戦国時代ころに作られたと思われる、狂言「石神(いしがみ)」に、幸神社(寺町今出
川上る1丁目西入)が出てきます。
遊んでばかりの夫に愛想をつかした妻が、仲人に離婚を伝えに来ます。離婚をあき
らめさせようとした仲人は、夜に出雲路の夜叉神(出雲路道祖神、今の幸神社)に行っ
て、石神で占うように勧めます。仲人に指示された夫が、面かぶって石神に化けて座っ
ていると、妻がやってきて夫が化けた石神を持ち上げようとします。
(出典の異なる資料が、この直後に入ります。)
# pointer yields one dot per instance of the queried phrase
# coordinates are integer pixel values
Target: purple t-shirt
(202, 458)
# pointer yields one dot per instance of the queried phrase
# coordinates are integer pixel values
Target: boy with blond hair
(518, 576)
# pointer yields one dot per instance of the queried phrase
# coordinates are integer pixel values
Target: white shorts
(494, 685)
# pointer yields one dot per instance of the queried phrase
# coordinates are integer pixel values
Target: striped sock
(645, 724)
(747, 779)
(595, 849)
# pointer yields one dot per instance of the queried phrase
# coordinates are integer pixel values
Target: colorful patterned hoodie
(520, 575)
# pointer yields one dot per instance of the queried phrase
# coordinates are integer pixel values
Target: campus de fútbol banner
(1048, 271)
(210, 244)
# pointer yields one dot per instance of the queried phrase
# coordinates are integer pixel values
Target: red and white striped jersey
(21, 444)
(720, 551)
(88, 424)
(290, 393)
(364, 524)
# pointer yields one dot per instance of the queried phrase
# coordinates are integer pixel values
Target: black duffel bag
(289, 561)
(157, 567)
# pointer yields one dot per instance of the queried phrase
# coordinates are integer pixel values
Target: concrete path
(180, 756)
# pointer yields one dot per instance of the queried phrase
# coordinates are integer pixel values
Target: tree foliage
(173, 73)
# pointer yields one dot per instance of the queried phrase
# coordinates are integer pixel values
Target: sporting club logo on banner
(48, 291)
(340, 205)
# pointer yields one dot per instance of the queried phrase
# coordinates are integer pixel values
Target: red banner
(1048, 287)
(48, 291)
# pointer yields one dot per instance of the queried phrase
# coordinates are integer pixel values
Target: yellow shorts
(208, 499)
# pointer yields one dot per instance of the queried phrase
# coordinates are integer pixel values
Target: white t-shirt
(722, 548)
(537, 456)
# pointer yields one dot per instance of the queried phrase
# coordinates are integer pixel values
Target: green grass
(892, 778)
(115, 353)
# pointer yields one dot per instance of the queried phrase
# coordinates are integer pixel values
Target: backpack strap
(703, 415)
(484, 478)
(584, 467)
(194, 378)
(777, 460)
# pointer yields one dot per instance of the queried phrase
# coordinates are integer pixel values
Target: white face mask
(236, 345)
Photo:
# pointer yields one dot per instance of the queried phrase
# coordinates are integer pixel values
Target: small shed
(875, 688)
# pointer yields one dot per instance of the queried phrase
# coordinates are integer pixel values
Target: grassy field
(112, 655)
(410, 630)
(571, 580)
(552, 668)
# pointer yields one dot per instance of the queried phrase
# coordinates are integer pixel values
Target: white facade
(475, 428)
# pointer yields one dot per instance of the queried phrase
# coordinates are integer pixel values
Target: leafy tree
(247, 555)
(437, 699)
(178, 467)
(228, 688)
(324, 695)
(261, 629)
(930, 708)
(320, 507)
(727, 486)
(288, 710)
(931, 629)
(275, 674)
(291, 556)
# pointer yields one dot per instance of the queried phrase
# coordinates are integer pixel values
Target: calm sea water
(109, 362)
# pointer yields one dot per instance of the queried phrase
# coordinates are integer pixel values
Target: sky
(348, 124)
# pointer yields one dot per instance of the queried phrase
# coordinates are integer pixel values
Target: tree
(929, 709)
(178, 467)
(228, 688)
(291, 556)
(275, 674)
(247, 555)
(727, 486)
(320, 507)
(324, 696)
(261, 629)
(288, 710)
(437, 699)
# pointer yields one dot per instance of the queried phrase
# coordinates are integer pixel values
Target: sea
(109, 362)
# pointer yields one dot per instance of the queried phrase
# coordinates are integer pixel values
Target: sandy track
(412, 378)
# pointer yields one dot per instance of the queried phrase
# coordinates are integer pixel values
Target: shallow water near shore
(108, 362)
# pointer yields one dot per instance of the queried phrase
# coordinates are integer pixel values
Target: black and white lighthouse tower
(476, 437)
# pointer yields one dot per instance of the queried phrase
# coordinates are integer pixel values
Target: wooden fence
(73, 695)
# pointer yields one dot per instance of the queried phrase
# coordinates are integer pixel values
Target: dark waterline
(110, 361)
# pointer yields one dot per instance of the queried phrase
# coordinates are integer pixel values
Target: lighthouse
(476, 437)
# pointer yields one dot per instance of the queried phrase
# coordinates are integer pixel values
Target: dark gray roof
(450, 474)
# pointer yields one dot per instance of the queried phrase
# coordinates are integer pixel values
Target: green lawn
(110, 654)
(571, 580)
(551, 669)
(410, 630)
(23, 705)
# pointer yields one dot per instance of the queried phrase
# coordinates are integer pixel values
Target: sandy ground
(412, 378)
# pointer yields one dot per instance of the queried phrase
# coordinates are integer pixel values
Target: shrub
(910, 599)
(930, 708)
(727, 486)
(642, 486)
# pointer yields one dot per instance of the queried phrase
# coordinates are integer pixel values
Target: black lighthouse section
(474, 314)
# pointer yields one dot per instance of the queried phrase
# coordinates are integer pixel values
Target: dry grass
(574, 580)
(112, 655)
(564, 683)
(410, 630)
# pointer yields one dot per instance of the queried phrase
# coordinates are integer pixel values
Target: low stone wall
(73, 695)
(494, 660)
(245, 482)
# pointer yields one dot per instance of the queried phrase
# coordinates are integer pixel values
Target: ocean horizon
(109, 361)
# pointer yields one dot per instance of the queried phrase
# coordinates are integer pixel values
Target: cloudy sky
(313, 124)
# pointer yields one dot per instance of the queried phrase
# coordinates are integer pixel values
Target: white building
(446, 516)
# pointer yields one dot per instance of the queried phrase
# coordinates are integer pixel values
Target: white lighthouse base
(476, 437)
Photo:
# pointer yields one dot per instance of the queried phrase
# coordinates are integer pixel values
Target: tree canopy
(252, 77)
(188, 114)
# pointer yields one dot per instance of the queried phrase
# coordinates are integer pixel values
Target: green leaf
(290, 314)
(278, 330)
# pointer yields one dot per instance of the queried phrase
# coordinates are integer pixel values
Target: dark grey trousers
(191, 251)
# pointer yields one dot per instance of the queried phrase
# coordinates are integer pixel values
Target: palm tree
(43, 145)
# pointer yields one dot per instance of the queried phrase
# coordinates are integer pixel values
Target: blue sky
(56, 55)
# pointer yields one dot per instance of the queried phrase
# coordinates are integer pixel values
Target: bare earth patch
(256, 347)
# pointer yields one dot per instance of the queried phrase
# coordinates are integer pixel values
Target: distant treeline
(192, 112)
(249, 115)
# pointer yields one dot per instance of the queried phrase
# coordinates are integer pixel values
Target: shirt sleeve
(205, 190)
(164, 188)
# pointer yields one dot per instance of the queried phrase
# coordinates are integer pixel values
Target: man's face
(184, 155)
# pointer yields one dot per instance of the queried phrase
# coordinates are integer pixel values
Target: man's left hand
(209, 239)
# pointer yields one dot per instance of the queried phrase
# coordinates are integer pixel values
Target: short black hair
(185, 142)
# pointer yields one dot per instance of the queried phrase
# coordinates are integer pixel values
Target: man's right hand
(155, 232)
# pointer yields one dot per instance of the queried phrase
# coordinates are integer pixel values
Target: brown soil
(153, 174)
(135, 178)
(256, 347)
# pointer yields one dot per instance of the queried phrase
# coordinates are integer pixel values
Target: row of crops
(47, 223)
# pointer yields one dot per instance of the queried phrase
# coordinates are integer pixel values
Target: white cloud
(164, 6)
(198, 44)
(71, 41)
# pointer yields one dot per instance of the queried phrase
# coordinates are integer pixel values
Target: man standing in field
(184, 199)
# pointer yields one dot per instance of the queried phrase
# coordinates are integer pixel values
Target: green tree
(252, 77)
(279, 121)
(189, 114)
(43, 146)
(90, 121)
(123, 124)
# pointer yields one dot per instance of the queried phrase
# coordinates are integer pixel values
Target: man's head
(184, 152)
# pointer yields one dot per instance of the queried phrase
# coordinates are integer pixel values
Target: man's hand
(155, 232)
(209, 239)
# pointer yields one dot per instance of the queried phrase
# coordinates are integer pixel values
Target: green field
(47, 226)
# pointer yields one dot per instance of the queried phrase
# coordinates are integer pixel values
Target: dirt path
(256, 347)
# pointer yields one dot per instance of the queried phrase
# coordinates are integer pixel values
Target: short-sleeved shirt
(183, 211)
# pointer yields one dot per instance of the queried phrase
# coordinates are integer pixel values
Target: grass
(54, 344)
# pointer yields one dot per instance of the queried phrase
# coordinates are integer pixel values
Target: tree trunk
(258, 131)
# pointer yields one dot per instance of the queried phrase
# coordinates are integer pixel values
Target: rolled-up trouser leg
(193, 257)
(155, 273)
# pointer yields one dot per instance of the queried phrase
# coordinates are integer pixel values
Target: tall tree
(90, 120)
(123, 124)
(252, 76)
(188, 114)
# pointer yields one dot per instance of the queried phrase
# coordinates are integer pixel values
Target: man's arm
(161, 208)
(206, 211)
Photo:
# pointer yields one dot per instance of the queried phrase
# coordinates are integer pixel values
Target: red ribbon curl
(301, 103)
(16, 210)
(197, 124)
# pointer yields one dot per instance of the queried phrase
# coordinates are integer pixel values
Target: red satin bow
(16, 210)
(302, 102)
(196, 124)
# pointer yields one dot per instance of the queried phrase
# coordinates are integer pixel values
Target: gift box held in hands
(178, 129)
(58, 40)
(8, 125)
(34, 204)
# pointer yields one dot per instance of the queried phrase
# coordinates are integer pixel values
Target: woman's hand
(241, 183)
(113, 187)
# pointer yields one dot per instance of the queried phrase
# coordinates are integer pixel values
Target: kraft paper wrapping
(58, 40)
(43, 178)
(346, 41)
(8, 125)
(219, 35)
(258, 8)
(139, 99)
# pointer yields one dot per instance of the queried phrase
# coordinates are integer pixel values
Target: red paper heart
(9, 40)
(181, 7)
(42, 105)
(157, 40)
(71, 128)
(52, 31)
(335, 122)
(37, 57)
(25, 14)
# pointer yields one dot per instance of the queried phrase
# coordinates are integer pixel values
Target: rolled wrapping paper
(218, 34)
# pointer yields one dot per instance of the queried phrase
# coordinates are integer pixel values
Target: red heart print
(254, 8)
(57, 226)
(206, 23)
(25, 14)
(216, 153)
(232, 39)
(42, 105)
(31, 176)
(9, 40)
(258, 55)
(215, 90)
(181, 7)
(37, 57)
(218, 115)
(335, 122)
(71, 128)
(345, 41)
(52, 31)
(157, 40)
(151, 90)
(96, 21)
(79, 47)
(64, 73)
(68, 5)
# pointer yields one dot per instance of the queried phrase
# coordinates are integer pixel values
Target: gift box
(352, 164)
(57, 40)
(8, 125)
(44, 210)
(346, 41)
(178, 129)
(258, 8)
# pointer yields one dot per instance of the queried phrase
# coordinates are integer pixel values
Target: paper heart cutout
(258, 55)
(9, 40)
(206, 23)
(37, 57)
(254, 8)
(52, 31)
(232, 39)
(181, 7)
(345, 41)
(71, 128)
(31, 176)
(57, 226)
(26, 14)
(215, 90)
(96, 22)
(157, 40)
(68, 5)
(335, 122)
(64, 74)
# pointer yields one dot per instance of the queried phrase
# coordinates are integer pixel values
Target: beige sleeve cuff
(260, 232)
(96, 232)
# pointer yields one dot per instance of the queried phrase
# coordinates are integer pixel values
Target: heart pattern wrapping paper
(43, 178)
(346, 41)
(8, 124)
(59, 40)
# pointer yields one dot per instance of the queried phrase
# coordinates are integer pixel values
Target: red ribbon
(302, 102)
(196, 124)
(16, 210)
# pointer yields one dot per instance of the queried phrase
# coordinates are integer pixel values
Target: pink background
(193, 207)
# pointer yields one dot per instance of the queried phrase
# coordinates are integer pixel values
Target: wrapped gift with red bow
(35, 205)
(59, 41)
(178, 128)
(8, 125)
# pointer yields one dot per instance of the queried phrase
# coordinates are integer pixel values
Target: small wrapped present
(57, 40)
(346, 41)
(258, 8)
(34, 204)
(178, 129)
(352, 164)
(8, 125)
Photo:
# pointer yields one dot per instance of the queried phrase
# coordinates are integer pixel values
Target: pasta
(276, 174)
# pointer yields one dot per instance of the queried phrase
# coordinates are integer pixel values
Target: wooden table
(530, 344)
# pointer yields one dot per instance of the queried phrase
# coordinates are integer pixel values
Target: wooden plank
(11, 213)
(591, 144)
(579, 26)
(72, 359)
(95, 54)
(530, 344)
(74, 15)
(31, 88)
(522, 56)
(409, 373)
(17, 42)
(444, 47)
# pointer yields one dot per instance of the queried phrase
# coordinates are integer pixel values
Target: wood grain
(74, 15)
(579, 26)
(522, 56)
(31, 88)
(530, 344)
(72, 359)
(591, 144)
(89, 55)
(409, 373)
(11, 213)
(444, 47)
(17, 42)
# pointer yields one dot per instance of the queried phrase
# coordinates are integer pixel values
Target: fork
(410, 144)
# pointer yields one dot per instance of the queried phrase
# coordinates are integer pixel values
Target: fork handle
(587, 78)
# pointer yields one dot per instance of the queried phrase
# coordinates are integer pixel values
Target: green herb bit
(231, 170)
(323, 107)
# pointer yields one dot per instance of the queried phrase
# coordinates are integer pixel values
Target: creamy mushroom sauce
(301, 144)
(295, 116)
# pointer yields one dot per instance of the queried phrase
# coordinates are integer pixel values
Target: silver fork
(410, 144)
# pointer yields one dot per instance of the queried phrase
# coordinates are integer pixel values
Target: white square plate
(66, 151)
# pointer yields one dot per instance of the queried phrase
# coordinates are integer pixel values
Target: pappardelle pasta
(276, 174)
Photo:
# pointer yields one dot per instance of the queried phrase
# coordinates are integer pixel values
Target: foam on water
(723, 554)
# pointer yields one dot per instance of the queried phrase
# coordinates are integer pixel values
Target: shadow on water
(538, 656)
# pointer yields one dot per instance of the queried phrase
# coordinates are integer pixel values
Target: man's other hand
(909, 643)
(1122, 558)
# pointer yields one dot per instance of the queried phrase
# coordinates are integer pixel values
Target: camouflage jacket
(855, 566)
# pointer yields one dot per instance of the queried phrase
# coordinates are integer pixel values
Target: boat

妻が「上れば里に
帰る」と言えば夫は動かず、「上れば夫に添う」というと夫が立ち上がったため、妻は泣
く泣く離婚をあきらめます。しかし、妻が奉納する神楽に、夫が踊りだして正体がばれ
てしまいます。上げようとする妻とがんばる夫、上から押さえつける妻と無理やり立ち上
がる夫のやり取りが見どころです。
夫が石に代わって座っているというのは、かなり無理な設定ですが、そこが狂言たる
ところ。また、縁結びの神様である幸神社を、離婚の占いに使うのもパロディと思われ
ます。この狂言の存在から、戦国時代当時、幸神社がかなり有名な神社だったことが
分かります(おそらく境内も広かったのでしょう)。縁結びの御神石は、今も本殿の背後
に小さな鳥居があって、その奥に祀られています(出町七不思議の一つ)。